I recently tried to listen to Benjamin Banneker and Us. The premise was interesting. A family finds out that they were related to Benjamin Banneker, a famous Black man in the 1700s. This family is white. They realize that along the way their branch of the family had started passing as white and now several generations later, the family didn’t even know that that was part of their history.
I guessed from the description that they got in contact with other branches of the family. The book was going to examine the way each of them experienced race through the generations. Ok, I was interested.
But, it started with a description of Benjamin writing a letter to Thomas Jefferson. The letter is real. However, the book describes him stretching. It talks about him taking a walk around his farm after writing it and how he felt about it. None of that was supported by any documentation that he left. It was straight up historical fiction.
I don’t have anything against historical fiction but this is labeled a nonfiction book.

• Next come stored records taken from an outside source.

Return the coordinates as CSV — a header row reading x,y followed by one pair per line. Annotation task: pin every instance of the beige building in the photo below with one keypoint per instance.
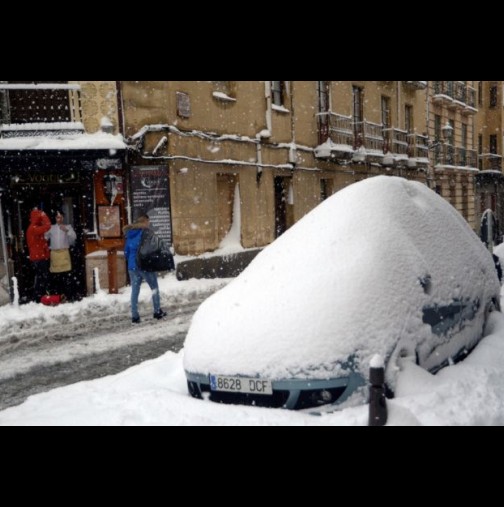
x,y
286,144
451,127
489,129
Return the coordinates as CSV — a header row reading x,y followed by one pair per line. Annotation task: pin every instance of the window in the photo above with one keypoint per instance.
x,y
465,200
408,118
385,105
183,105
224,91
451,133
493,95
493,143
323,96
386,121
463,152
278,92
42,105
437,127
4,106
358,113
326,189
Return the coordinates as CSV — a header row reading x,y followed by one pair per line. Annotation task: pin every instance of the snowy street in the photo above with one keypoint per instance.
x,y
46,347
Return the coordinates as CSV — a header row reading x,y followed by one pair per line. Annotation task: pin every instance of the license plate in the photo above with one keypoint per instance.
x,y
240,385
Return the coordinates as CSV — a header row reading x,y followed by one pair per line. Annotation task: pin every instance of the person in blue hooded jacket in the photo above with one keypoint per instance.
x,y
133,238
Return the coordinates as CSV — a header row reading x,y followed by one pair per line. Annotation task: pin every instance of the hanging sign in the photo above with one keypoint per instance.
x,y
151,194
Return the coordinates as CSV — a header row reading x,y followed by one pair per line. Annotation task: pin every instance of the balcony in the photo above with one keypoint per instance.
x,y
490,162
455,95
415,85
418,150
45,107
336,136
449,155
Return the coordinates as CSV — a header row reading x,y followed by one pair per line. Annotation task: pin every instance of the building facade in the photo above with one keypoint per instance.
x,y
489,130
199,156
285,145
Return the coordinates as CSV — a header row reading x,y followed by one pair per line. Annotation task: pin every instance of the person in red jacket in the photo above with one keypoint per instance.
x,y
39,251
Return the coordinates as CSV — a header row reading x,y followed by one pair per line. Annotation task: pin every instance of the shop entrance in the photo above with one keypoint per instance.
x,y
70,198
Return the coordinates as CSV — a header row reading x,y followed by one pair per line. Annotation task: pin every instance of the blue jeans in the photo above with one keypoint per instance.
x,y
136,278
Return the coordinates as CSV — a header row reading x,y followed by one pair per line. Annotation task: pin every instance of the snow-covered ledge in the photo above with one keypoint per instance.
x,y
222,96
280,109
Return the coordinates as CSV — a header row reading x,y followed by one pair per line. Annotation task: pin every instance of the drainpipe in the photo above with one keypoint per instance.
x,y
3,239
399,115
267,92
120,108
430,174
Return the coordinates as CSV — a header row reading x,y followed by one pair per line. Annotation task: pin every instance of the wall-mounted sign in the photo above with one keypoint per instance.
x,y
151,194
34,178
183,105
109,221
109,163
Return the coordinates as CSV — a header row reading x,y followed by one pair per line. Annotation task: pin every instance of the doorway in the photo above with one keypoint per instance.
x,y
284,216
68,198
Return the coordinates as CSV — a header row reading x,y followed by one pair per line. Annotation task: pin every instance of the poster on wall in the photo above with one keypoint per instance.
x,y
150,191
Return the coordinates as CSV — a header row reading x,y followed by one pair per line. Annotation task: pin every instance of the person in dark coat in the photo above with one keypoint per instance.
x,y
39,252
133,239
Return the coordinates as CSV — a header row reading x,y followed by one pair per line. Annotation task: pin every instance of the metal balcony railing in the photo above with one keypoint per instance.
x,y
455,94
490,162
400,142
447,154
336,127
418,146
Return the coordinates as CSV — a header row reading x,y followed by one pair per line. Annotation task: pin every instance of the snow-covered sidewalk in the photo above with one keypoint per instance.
x,y
155,393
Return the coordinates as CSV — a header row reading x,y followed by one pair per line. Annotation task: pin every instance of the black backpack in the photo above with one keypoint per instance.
x,y
154,254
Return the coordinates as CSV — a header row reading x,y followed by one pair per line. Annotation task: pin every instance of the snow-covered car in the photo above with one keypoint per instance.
x,y
385,266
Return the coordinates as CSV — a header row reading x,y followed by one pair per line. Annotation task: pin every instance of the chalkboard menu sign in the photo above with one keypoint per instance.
x,y
151,194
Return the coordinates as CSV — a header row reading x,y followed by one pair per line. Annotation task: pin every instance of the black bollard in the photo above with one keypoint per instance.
x,y
377,401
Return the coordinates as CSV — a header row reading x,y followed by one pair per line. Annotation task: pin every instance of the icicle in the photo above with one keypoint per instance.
x,y
15,291
96,280
290,194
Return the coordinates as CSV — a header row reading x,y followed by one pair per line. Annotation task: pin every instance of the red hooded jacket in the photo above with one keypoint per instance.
x,y
37,244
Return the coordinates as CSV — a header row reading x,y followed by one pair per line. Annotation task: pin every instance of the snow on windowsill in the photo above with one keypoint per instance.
x,y
81,141
102,253
222,96
280,109
68,125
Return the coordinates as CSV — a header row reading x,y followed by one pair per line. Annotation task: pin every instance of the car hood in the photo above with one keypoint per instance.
x,y
347,280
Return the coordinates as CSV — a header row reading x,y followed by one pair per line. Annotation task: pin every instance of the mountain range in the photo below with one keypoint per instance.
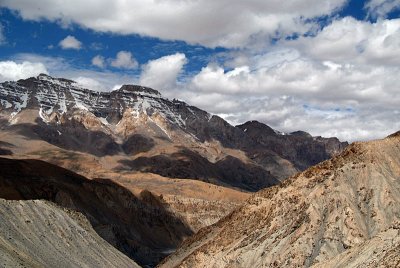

Later in the book she started describing the day in the life of another ancestor. At least this time she prefaced it with saying something like, “I like to imagine her…” to distinguish it from what was supposed to be factual.
The author talks in the book about considering herself a writer of “creative nonfiction.” I don’t think I like that concept. I want my nonfiction to backed up by facts. If you want to be getting all creative feel free to write some very well researched historical fiction. I want there to be a firm line between the two.
I’m not even terribly comfortable with historical fiction that puts made up words in the mouth of real people, to be honest. I feel like it gives a false sense of who these people were. I’m more comfortable with historical fiction with an entirely made up cast.
I also don’t like movies that are “based on true events”. Nope, either give me something entirely made up or a documentary. No in between.
Is it just me? Does this bother anyone else?
Between this blurring of fiction and nonfiction and the fact that I was over an hour into the audiobook and she kept going on tangents about teaching writing that didn’t seem to relate to the main storyline, I DNFed this book. It’s a bad sign when I’m yelling, “Get to the point, woman!” in my car.